Lack of childcare options limits the available workforce, ABS says in pandemic job review
The Sector > Workforce > Lack of childcare options limits the available workforce, ABS says in pandemic job review

Lack of childcare options limits the available workforce, ABS says in pandemic job review

by Freya Lucas

July 28, 2021

Nearly 140,000 Australians are ready, willing and able to start work in the next four weeks, recent data from the Australian Bureau of Statistics (ABS) has found, but aren’t actively looking for work because they don’t have access to care for their children. 

 

The ABS findings were part of a broader look into job mobility (people changing jobs within the same profession, or moving to a new profession entirely) which found that job mobility fell during the first year of the pandemic to its lowest level on record. 

 

Bjorn Jarvis, head of Labour Statistics at the ABS, said: “In the 12 months to February 2021, 7.5 per cent of employed people changed their employer or business.
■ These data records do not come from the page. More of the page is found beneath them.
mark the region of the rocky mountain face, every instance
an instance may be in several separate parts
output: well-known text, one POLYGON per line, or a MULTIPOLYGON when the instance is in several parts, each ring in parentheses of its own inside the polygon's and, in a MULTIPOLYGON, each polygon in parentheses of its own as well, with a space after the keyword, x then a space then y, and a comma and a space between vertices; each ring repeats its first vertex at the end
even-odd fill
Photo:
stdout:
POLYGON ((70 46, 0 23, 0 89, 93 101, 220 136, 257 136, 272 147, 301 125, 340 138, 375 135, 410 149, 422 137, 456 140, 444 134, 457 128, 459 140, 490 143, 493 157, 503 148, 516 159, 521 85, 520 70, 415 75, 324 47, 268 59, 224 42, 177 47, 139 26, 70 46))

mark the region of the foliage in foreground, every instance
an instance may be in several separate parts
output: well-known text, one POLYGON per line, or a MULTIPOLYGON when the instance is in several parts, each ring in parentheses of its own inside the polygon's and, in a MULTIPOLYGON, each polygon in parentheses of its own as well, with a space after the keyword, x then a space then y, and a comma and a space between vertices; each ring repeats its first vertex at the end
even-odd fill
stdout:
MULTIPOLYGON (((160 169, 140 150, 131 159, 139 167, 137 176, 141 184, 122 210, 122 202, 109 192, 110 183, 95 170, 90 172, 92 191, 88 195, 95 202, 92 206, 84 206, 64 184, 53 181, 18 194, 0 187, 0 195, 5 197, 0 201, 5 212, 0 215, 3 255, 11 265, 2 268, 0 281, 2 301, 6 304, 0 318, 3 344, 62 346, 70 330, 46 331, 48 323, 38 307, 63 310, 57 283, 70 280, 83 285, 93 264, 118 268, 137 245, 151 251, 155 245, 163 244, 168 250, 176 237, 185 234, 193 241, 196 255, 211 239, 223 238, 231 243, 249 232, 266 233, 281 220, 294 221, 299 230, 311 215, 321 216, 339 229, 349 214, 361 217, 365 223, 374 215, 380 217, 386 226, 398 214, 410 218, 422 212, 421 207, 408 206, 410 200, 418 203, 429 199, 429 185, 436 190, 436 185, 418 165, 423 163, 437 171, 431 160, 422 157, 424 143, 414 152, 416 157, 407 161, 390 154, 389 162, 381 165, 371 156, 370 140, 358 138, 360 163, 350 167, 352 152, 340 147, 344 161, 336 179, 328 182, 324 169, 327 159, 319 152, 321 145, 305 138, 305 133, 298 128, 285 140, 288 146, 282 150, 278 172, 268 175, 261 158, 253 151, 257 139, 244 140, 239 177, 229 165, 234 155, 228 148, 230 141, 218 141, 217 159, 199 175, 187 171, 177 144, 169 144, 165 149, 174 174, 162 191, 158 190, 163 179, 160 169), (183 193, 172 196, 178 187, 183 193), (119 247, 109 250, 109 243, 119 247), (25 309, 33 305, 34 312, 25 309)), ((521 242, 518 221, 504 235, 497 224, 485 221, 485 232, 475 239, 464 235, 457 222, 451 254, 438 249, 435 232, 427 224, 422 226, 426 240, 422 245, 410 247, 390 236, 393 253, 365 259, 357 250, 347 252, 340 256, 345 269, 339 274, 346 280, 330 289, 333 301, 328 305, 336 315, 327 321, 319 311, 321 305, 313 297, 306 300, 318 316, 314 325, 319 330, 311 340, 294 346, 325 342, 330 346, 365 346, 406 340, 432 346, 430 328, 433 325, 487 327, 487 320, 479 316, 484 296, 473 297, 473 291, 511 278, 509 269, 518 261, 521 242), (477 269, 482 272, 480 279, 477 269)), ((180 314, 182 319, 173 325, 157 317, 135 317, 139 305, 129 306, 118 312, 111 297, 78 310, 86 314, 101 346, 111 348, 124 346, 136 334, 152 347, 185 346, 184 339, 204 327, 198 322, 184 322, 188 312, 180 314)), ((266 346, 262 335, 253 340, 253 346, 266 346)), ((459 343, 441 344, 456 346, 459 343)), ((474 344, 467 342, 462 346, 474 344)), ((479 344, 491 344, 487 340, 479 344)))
This was down from 8.1 per cent in the previous year.”

 

Job mobility in Australia has been generally trending down for decades, he continued, and reached a new low during the first year of the pandemic. Around 82,000 fewer people changed jobs than in the year before.

 

The fall in job mobility was particularly pronounced for males (falling from 8.4 per cent to 7.5 per cent), compared with females (7.8 per cent to 7.6 per cent).

 

Managers, professionals and machinery operators and drivers were the most likely to stay put, while labourers and community and personal service workers showed a rise in job mobility, using the pandemic as an opportunity to seek other employment or shift careers.

 

“In changing jobs during the first year of the pandemic, people were more likely to change their industry (59 per cent) than their occupation (47 per cent). They were also more likely to change to a job with more hours (37 per cent) than to a job with the same hours (32 per cent) or less hours (31 per cent),” Mr Jarvis said.

 

As of February 2021, there were 2.2 million people who were not working but wanted to work, up from 2.1 million people in February 2020. This included over 800,000 unemployed people and 1.4 million people not in the labour force (who were either not actively looking for work and/or not available to work in the survey reference week). 

 

There were 862,000 people in February 2021 who wanted to work, were available to start either immediately or within four weeks, but did not actively look for work. The main reasons they did not actively look for work were: attending an educational institution (223,000 people), childcare factors (138,700 people) and responses indicating that they were a ‘discouraged job seeker’ (113,000 people, up from 103,000 in February 2020).

 

Further details can be found in Participation, Job Search and Mobility on www.abs.gov.au.